Hello,
similar questions/arguments took already place in the past, but I think it
could be a good point to dig more if possible.
I focus on block based storage and my environments have iSCSI based with
multipath, connected to Equallogic.
Currently I have set no_path_retry to 4, so I have a 20 seconds timeout
(polling_interval=5).
Sometimes some network planned activity (not under my domain) that should
have no impact "doesn't go so well" and I could have longer delays (also
60-70 seconds) and so oVirt reactions where I see soft fencing, VMs going
into paused state or "question mark" state...
Comparing to vSphere, the same events don't apparently cause anything (and
I see same lost paths events in datastore and ESXi host monitoring-->
Events pane).
This basically depends on APD default timeout that seems to be 140 seconds.
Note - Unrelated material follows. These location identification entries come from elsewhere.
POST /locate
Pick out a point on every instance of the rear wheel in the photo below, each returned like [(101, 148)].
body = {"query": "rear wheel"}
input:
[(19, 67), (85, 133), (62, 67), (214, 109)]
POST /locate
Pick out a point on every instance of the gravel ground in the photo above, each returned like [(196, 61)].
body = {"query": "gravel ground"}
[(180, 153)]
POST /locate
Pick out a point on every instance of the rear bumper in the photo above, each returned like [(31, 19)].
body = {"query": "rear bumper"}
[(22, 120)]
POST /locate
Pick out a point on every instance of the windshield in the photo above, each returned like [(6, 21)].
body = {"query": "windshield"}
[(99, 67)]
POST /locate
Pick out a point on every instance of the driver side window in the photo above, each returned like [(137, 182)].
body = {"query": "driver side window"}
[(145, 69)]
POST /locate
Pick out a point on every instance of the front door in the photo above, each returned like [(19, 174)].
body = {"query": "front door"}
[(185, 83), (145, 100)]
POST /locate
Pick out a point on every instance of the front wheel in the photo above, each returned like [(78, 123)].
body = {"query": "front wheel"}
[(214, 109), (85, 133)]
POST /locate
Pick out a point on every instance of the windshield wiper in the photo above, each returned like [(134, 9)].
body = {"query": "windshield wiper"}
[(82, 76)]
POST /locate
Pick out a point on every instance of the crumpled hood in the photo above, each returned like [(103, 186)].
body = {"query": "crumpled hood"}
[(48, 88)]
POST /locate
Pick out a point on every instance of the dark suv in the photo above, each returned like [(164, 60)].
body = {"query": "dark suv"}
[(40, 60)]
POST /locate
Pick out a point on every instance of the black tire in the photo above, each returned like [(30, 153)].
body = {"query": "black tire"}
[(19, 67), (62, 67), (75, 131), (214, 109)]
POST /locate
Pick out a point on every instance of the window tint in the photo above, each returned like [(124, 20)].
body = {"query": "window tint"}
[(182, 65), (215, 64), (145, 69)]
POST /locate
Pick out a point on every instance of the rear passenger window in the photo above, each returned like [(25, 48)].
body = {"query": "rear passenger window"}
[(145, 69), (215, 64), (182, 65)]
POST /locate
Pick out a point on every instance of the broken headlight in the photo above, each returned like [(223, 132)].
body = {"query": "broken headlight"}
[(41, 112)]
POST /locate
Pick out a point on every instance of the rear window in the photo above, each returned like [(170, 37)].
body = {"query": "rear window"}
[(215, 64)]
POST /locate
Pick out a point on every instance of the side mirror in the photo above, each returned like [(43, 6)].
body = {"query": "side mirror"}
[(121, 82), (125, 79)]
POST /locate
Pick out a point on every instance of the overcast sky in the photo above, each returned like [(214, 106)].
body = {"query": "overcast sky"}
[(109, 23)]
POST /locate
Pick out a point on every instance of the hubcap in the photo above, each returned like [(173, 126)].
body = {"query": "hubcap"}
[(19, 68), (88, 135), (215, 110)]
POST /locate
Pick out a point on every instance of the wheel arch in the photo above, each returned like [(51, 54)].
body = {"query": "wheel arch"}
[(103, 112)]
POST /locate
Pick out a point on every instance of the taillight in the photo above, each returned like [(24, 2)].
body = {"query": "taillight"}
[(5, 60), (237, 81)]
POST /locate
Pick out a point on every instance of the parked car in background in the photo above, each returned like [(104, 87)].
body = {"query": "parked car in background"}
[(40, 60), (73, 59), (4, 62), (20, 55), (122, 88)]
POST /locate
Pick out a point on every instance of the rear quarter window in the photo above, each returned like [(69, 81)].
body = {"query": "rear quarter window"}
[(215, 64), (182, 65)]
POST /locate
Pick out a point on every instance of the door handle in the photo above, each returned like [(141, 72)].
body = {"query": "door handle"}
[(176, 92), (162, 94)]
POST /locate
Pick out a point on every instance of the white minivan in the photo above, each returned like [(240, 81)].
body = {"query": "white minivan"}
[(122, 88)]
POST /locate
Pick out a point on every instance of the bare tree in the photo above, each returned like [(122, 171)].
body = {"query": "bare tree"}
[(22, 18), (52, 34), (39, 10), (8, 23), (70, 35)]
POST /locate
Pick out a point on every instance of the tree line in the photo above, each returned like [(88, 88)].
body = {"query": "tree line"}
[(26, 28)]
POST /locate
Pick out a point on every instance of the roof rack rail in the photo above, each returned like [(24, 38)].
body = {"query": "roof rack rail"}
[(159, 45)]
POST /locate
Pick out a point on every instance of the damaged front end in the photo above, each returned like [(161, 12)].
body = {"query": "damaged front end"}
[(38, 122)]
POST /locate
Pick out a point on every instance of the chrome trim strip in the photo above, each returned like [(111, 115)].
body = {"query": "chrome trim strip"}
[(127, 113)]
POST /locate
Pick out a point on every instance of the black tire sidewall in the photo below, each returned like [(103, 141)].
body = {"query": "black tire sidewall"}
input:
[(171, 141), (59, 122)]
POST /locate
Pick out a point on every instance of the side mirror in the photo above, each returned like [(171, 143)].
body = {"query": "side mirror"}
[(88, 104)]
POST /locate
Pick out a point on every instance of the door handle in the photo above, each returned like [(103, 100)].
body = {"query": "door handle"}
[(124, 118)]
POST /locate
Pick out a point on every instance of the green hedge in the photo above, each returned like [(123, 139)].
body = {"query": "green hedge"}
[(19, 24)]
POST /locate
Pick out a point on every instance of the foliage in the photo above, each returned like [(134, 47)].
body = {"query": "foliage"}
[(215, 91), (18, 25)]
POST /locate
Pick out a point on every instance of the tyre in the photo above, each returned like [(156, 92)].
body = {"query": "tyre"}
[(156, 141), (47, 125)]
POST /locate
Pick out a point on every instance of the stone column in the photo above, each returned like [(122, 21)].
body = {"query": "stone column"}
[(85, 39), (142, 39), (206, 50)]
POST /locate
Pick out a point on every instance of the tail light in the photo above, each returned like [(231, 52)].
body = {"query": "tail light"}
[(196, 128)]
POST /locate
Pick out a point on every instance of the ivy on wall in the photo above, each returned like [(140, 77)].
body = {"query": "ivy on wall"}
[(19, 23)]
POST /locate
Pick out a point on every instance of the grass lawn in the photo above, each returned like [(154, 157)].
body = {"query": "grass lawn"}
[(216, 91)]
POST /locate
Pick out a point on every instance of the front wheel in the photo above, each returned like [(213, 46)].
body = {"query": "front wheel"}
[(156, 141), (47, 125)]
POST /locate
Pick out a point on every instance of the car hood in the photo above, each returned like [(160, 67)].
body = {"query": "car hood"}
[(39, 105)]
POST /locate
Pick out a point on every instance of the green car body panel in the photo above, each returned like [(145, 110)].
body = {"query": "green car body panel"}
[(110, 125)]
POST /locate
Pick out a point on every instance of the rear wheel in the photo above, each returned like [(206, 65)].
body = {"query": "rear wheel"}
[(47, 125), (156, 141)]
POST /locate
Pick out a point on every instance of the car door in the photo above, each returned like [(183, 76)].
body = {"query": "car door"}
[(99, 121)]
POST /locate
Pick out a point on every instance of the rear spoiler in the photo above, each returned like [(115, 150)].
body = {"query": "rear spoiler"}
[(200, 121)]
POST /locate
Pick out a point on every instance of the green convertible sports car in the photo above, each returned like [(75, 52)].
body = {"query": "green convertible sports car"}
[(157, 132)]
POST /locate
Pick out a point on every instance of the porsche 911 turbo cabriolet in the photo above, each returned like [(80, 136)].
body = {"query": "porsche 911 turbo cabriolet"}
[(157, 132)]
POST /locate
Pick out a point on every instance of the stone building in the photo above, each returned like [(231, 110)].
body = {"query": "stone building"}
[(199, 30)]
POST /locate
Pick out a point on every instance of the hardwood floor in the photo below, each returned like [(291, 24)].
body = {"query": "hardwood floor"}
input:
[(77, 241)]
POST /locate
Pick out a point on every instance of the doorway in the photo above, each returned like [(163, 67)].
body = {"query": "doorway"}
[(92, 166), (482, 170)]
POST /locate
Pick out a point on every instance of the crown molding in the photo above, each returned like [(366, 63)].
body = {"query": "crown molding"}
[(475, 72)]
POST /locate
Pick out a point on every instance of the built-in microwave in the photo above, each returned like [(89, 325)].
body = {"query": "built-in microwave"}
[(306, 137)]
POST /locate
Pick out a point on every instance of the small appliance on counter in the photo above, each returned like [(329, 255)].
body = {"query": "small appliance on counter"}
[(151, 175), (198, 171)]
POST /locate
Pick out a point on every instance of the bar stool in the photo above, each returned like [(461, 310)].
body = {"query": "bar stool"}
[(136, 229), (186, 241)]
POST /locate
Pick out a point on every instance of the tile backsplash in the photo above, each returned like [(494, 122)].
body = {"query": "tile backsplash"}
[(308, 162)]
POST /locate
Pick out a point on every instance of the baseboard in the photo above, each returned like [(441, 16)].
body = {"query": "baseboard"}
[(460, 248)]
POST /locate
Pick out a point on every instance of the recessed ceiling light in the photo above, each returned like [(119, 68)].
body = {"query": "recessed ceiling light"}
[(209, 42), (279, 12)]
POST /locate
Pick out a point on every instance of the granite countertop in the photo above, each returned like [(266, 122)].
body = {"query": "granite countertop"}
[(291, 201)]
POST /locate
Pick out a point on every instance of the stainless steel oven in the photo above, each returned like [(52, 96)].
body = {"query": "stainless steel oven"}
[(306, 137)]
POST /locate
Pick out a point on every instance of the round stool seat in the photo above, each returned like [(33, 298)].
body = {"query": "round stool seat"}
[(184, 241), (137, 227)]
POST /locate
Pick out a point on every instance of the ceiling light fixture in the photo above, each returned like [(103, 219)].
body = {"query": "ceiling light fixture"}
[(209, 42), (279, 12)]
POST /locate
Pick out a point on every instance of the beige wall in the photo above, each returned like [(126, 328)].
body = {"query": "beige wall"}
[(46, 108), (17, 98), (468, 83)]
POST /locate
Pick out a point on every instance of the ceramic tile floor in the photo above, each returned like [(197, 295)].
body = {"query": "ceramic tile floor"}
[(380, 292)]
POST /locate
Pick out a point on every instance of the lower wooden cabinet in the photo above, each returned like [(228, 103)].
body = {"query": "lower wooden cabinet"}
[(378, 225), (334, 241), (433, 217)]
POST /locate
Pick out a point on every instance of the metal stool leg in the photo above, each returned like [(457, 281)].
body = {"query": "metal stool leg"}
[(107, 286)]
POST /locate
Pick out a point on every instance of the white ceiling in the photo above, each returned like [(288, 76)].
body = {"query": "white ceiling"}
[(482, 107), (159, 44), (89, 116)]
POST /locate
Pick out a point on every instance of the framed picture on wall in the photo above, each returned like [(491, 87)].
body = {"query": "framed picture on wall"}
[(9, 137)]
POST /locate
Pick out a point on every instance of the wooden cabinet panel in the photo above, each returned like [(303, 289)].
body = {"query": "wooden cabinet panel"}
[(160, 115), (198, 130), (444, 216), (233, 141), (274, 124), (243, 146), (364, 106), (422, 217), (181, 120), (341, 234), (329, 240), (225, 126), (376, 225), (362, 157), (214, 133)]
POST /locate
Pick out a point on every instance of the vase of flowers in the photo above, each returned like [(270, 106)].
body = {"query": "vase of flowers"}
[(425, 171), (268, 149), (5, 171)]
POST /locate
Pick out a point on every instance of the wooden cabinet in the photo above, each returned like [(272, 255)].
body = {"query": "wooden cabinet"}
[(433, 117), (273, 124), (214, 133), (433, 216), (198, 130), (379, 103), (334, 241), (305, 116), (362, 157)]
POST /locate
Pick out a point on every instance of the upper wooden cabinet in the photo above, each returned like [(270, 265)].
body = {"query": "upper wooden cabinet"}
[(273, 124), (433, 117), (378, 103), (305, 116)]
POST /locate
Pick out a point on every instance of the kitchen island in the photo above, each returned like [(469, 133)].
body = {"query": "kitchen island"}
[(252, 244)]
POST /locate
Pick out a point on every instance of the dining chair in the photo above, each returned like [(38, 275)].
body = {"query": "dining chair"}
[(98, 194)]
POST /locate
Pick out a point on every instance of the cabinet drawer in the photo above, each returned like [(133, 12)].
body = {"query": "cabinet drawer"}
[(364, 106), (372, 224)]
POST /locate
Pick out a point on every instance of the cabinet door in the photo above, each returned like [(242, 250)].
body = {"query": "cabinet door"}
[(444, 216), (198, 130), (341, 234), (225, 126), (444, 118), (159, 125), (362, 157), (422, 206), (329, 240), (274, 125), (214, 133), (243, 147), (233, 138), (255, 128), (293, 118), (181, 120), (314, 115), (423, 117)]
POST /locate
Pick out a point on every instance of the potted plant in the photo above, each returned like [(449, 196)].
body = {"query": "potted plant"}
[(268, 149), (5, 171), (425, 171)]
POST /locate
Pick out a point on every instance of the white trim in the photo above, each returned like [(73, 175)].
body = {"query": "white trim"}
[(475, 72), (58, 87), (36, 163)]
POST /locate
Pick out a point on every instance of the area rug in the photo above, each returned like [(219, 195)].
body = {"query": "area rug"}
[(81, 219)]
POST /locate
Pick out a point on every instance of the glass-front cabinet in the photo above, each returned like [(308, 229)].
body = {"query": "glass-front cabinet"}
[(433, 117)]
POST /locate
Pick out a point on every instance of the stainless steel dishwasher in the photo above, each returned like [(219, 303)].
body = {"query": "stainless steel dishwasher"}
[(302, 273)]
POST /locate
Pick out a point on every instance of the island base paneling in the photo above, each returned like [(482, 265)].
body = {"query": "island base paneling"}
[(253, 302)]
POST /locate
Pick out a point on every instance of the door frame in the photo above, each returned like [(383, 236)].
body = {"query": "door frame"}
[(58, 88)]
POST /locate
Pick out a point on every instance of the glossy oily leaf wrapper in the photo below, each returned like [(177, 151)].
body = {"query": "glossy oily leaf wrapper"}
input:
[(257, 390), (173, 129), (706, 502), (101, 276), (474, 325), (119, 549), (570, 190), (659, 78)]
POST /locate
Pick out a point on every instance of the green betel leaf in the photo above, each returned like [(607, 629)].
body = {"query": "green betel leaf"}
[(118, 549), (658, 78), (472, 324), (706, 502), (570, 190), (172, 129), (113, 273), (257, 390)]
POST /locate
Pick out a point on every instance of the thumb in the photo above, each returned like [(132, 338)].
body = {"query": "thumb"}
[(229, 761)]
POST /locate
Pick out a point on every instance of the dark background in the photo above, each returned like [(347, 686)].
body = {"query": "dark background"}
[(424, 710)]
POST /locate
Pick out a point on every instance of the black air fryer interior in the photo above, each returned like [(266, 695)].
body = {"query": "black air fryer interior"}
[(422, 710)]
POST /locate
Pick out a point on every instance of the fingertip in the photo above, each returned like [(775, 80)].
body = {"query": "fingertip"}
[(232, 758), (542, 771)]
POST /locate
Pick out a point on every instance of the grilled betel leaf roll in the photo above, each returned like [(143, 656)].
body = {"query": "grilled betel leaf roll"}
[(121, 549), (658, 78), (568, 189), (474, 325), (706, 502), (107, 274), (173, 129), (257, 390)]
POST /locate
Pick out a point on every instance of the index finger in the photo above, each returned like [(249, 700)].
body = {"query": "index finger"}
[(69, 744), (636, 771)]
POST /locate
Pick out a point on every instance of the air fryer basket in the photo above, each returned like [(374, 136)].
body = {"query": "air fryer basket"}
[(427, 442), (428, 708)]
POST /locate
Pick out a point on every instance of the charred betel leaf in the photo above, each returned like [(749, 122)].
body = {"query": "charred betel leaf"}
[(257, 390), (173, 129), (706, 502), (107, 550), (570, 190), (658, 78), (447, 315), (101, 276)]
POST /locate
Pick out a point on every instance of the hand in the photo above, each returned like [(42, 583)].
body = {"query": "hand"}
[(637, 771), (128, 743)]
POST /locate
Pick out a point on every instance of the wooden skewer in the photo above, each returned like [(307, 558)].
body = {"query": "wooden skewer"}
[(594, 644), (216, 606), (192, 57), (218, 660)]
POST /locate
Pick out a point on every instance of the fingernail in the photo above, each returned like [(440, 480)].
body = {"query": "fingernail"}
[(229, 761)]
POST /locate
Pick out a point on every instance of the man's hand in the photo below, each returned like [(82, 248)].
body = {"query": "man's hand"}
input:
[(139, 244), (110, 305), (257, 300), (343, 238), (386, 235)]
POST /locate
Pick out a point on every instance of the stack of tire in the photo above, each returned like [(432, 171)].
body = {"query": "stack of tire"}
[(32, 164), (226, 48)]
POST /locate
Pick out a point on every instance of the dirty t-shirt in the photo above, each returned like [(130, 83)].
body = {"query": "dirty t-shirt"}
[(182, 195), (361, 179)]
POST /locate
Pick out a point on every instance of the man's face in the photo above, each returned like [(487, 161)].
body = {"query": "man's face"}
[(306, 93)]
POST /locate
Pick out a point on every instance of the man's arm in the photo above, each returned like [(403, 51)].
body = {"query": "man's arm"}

This difference of behavior has the effect of showing an apparent better
SLA of vSphere during these short time outages and a sort of show stopper
for extending oVirt implementation....
Interesting vSphere KBs here:
Storage device has entered the All Paths Down state (2032934)
https://kb.vmware.com/s/article/2032934
Containing:
"Note: By default, the APD timeout is set to 140 seconds."
All Paths Down timeout for a storage device has expired (2032940)
https://kb.vmware.com/s/article/2032940
Path redundancy to the storage device is degraded (1009555)
https://kb.vmware.com/s/article/1009555
Storage device has recovered from the APD state (2032945)
https://kb.vmware.com/s/article/2032945
So the question is what kind of real risks I have if I simulate that
behavior and set a no_path_retry value so that polling_interval x
no_path_retry = 140
(in default config of polling_interval=5 it would mean no_path_retry = 28)
BTW: I also have an environment based on RHV 4.3.5 and iSCSI and in
parallel I opened a case (02452597) for asking clarifications/chances
remaining in supported configuration, so for logs and so on it could help
going into it for Red Hat developers
Thanks,
Gianluca